When does the patient experience matter most? The simple answer is; when YOU are personally impacted. I can’t tell you how many times my team has encountered and reported lousy service conditions that were refuted with statements like, “That was one time.” Or “That isn’t normal.” Or my favorite, “That is an n of one.” If real life stories can’t ignite action or at least attention, what will? The truth is that when poor service happens to a VIP (however that is defined in your culture), stuff hits the fan quickly. And even though it may end with a positive outcome, the source of influence won’t go unnoticed among your staff.
A few weeks ago I was delivering the results of a culture assessment spotlighting less-than-desirable service situations. The executives literally rolled their eyes and scoffed at the information espousing the same dismissive comments cited above.
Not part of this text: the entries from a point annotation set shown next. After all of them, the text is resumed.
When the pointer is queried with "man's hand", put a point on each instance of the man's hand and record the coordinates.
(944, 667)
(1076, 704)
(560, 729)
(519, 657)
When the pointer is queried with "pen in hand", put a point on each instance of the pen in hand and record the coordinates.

Part of the same assessment revealed that the front line staff had been reporting poor service situations and nothing had been done. Yet within one week of our report, a board member was admitted to the hospital. His experience, although subpar, was nowhere near the level of what we had reported. Yet, because the board member was a VIP who talked with the CEO, swift action was taken to make necessary changes and shed light on the underlying processes.
Personally I was glad to see the team taking action. But the frontline staff was even more keenly aware that their comments and concerns were ignored until “someone that matters” spoke up.
This reminds me of the old adage that the squeaky wheel gets the grease. Does it take a loud squeaky wheel to get the grease in your organization? Or is it the gold-plated squeaky wheel that gets attention? If your organization espouses patient-centeredness then attention should be given to every patient, every concern, every time regardless of status.